After last week’s discouraging increase, the news on initial unemployment claims this morning was more heartening.
The number of people who applied for regular state unemployment-insurance benefits declined by 9,000 to 346,000 in the week that ended June 22, pointing to a slightly slower pace of layoffs, according to data released Thursday by the U.S. Department of Labor. Economists polled by MarketWatch had expected these initial jobless claims to decrease to a seasonally adjusted 345,000 from an original estimate of 354,000 for the week that ended June 15.
To reiterate the point I make every Thursday morning, it’s worth remembering that week-to-week results can vary widely, and it’s best not to read too much significance into any one report.

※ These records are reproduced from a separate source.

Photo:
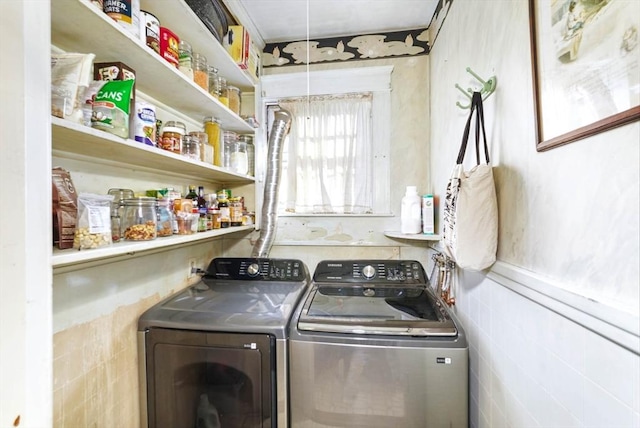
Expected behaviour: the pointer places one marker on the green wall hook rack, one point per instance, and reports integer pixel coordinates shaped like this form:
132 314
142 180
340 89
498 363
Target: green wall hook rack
488 87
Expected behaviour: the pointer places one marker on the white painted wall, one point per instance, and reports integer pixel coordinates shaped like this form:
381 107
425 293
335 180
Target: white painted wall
570 214
553 327
25 220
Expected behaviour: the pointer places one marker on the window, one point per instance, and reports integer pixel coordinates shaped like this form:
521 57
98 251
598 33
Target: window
335 158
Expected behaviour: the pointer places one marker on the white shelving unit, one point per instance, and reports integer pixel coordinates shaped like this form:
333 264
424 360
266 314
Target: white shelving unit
79 26
63 258
411 237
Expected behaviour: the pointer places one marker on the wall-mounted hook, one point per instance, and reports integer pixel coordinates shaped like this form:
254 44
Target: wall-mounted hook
488 87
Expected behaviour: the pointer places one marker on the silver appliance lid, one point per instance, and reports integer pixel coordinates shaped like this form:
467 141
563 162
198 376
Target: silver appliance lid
374 297
232 297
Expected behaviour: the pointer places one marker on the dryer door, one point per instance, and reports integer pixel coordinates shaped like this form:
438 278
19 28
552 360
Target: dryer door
209 379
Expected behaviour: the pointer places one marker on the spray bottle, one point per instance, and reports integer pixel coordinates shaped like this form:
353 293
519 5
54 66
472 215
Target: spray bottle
410 211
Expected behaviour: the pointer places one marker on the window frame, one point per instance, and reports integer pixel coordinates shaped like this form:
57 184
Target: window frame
377 81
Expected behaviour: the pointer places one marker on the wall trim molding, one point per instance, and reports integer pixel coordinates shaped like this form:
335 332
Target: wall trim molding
611 323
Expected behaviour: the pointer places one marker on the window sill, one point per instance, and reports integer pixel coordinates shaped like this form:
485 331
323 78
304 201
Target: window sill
337 215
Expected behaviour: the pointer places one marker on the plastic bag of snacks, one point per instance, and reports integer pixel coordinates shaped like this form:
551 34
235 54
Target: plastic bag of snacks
93 228
70 77
64 207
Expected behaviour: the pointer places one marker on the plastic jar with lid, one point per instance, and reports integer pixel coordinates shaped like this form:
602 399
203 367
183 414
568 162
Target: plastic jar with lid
139 222
201 71
224 96
172 134
185 59
116 211
165 218
214 89
206 150
233 94
212 129
191 147
238 157
251 154
229 141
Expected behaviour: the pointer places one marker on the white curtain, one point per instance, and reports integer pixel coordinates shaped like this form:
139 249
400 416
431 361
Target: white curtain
327 157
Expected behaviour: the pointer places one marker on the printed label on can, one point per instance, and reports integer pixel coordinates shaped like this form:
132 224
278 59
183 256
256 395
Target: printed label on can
150 30
125 12
169 44
144 123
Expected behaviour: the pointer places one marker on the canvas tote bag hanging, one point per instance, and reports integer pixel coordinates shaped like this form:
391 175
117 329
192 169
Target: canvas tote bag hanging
471 210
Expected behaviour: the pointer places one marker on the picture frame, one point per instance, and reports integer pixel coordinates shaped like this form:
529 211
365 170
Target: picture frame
585 58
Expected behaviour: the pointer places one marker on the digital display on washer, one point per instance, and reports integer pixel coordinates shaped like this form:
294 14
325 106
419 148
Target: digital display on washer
378 271
256 269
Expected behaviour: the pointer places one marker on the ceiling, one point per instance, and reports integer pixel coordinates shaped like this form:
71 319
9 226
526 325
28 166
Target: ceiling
289 20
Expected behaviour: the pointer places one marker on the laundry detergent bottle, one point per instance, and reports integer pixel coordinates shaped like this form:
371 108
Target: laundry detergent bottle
410 211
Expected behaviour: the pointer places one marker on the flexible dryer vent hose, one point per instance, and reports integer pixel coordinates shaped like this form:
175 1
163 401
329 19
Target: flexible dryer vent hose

In terms of metrics, when jobless claims fall below the 400,000 threshold, it’s considered evidence of an improving jobs landscape, and when the number drops below 370,000, it suggests jobs are being created rather quickly. We’ve been below the 370,000 threshold 25 of the last 28 weeks, and below 350,000 in 8 of the last 12 weeks.
Above you’ll find the chart showing weekly, initial unemployment claims going back to the beginning of 2007. (Remember, unlike the monthly jobs chart, a lower number is good news.) For context, I’ve added an arrow to show the point at which President Obama’s Recovery Act began spending money.